Todd Santino knows. His dad, Tony, was an All-American baseball player at the University of Southern California. Todd liked sports, too, but he is grateful that Tony never pushed him to follow in his footsteps.
Yet Todd, now a business-development manager with the Arizona Cardinals, did find his own way and followed his dad to USC as a baseball player.
Now Todd is passing along what he learned from his dad to his son, Ryan, a budding athlete headed to Desert Vista High in August after an impressive multi-sport career with the Altadena Middle School Panthers.
Todd’s Father’s Day message to dads and sons connected by sports is simple: Just let it happen. No pressure.
The Santino family has a history of athletic success on both sides, but Todd and wife, Keely, didn’t want to push their son into competition.
“When we moved here nine years ago, I coached a little bit. But I kind of got out of that right away,” Todd said. “I wanted to support the kids when they were younger, then I wanted them to do their own thing and just support them in the background.”
As Ryan gets ready to focus on basketball and baseball at Desert Vista, his parents understand there is far more to life than sports. The family has stressed the importance of schoolwork to go along with athletic achievements.
That approach has paid off, as Ryan graduated from Altadena last month an honor-roll student.
“We’ve really raised Ryan to be respectful. We try to make sure he doesn’t grow up arrogant,” Todd said. “We’re school-first. That’s most important.”
Inside the Santinos’ Phoenix home is a room dedicated to the family’s rich history of athletic triumphs. Game-worn jerseys, signed equipment and trophies scattered on the walls are enough to breed success on the court and diamond.
The plethora of USC Trojans memorabilia is hard to ignore. And as Ryan gears up for his freshman year at Desert Vista, he can’t help pondering his collegiate future.
“I would love to go to USC. We go there all the time to see games,” Ryan said. “Arizona and ASU are great schools, too.”
Todd Santino has had a long career as a professional sports executive. He’s held positions with the Golden State Warriors and New Orleans Hornets of the NBA, but he’s found a permanent home in football with the Cardinals.
Ryan seems to have found a home on the baseball diamond.

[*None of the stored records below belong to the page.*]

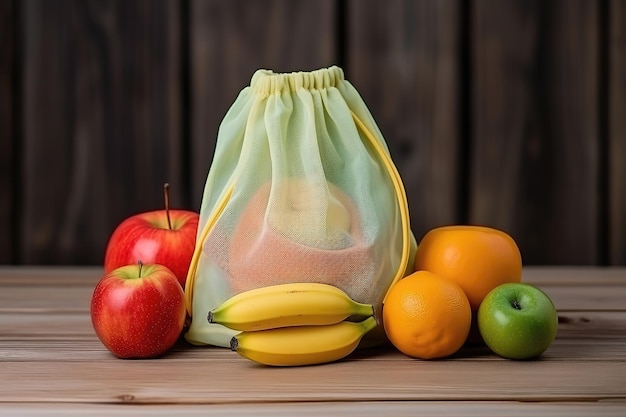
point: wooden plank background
(507, 113)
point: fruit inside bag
(301, 189)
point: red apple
(165, 237)
(138, 311)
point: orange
(426, 316)
(477, 258)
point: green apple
(517, 321)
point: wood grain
(617, 132)
(7, 138)
(229, 41)
(101, 122)
(534, 150)
(53, 363)
(316, 409)
(403, 57)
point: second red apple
(166, 237)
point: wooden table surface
(51, 363)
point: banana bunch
(294, 324)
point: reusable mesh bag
(301, 189)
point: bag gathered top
(301, 189)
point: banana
(286, 305)
(302, 345)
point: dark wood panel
(534, 169)
(101, 121)
(403, 57)
(7, 166)
(617, 132)
(230, 40)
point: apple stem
(166, 193)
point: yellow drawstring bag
(301, 189)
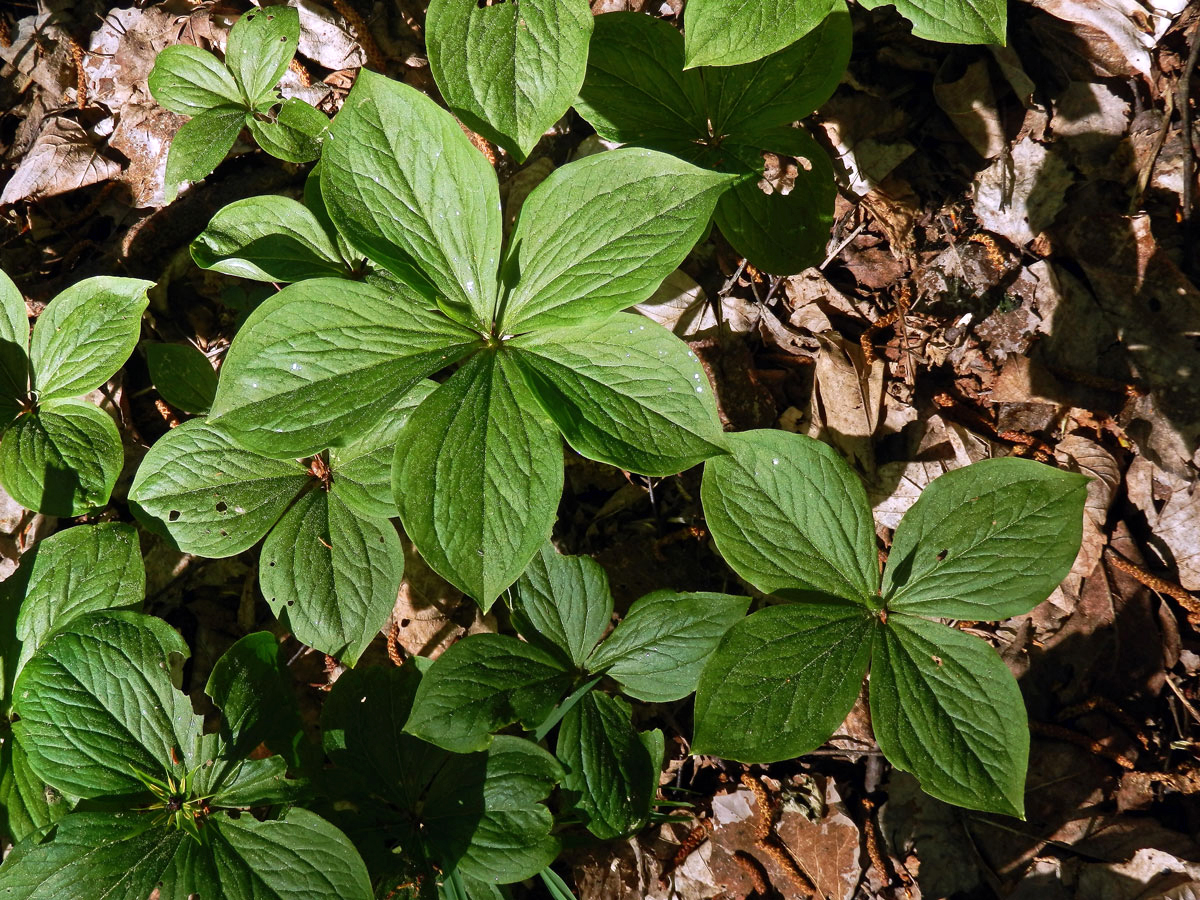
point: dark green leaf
(725, 33)
(497, 466)
(268, 239)
(96, 701)
(61, 460)
(199, 145)
(624, 391)
(509, 71)
(183, 376)
(85, 334)
(987, 541)
(947, 709)
(481, 684)
(209, 496)
(781, 681)
(334, 573)
(405, 184)
(261, 46)
(658, 651)
(563, 603)
(601, 233)
(607, 766)
(786, 511)
(187, 81)
(319, 363)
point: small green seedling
(423, 815)
(331, 561)
(225, 97)
(639, 93)
(509, 71)
(982, 543)
(544, 347)
(563, 606)
(730, 33)
(76, 571)
(61, 455)
(168, 805)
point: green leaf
(725, 33)
(96, 701)
(261, 46)
(83, 569)
(636, 90)
(601, 233)
(27, 803)
(509, 71)
(563, 603)
(607, 766)
(947, 709)
(85, 334)
(480, 813)
(268, 239)
(624, 391)
(319, 363)
(481, 684)
(187, 81)
(478, 477)
(363, 471)
(783, 233)
(783, 679)
(295, 132)
(13, 343)
(251, 687)
(209, 496)
(183, 376)
(747, 102)
(61, 460)
(199, 145)
(987, 541)
(334, 573)
(952, 21)
(787, 513)
(658, 651)
(405, 184)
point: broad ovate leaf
(509, 71)
(659, 649)
(953, 21)
(96, 702)
(334, 574)
(783, 679)
(726, 33)
(83, 569)
(403, 183)
(478, 475)
(946, 708)
(563, 603)
(987, 541)
(270, 239)
(261, 46)
(625, 391)
(183, 376)
(601, 233)
(481, 684)
(607, 766)
(787, 513)
(211, 497)
(187, 81)
(319, 363)
(63, 459)
(85, 334)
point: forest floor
(1013, 270)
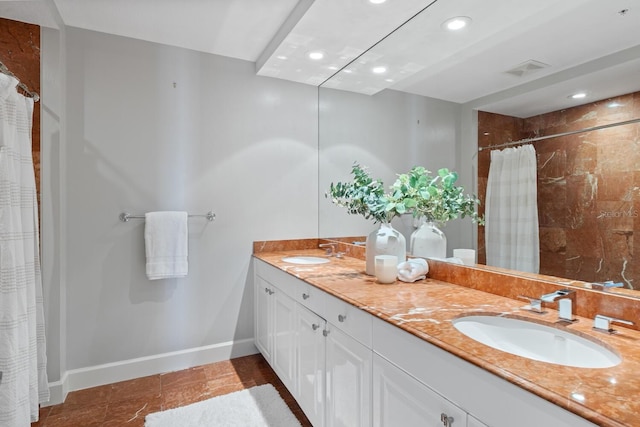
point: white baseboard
(78, 379)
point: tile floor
(126, 403)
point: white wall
(151, 127)
(389, 132)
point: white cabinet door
(284, 338)
(401, 400)
(348, 383)
(263, 317)
(310, 364)
(473, 422)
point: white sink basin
(305, 260)
(536, 341)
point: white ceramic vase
(428, 241)
(386, 240)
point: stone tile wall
(588, 187)
(20, 52)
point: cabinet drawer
(351, 320)
(284, 281)
(311, 297)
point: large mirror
(509, 75)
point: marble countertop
(604, 396)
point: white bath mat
(259, 406)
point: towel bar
(126, 216)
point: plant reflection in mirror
(418, 192)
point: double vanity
(455, 349)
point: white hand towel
(413, 269)
(166, 244)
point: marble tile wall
(588, 187)
(20, 52)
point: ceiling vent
(527, 68)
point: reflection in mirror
(452, 92)
(588, 186)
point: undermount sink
(536, 341)
(305, 260)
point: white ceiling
(586, 44)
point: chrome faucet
(535, 304)
(330, 248)
(565, 298)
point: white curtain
(511, 210)
(22, 344)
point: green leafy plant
(417, 192)
(436, 198)
(363, 196)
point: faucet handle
(603, 323)
(535, 304)
(331, 247)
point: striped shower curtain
(511, 210)
(22, 344)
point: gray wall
(151, 127)
(389, 132)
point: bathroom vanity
(357, 353)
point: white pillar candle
(386, 268)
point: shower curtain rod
(573, 132)
(5, 70)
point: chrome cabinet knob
(447, 421)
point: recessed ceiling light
(456, 23)
(578, 95)
(316, 55)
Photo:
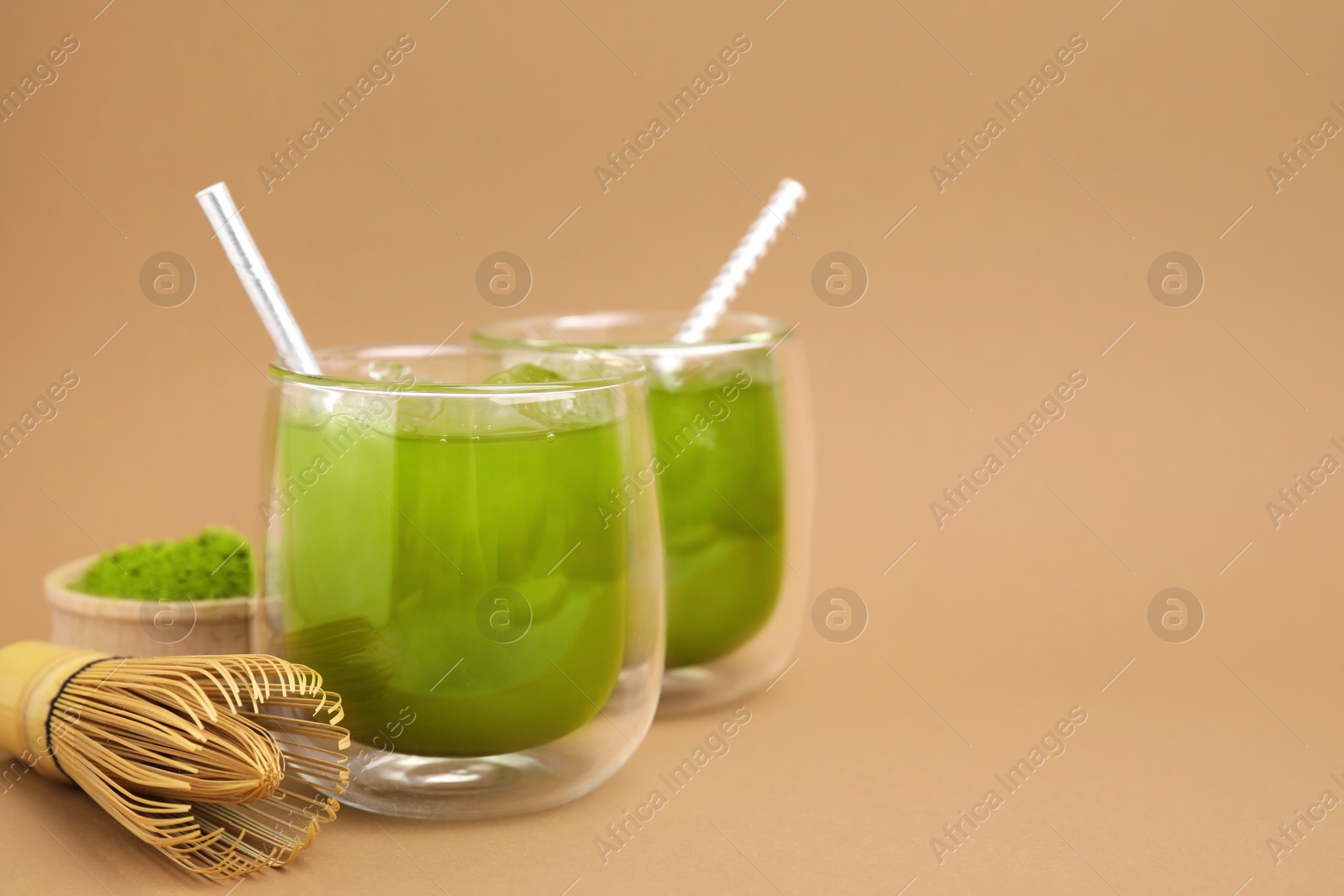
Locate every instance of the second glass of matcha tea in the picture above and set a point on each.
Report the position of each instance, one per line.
(732, 472)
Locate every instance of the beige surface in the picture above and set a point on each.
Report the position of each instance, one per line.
(1026, 266)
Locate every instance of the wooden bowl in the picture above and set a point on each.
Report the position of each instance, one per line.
(134, 627)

The 14-year-old was dominant for Altadena this past season, starring at shortstop during the team’s title run.
Prior to the spring, Ryan could be found leading his basketball team in scoring as a shooting guard. He helped Altadena win its first-ever championship.
And Ryan was a top runner on the cross country team.
It’s not out of the ordinary for the talented Santino family.
Todd was a pitcher at USC, his career cut short by an arm injury.
Todd and Ryan, however, claim they are not the superstars of the family. That honor belongs to Ryan’s grandfather, Todd’s father, Tony.
Tony Santino went on to play major league baseball for three years with the Milwaukee Braves.
“He was the best,” Todd said of his father, who resides in California. “I knew there was always an expectation when you grew up with a dad who was an All-American, but it was always unspoken. He didn’t put pressure on us.”
Todd and Keely’s choice to take a similar approach with Ryan has paid off. Ryan found his own way.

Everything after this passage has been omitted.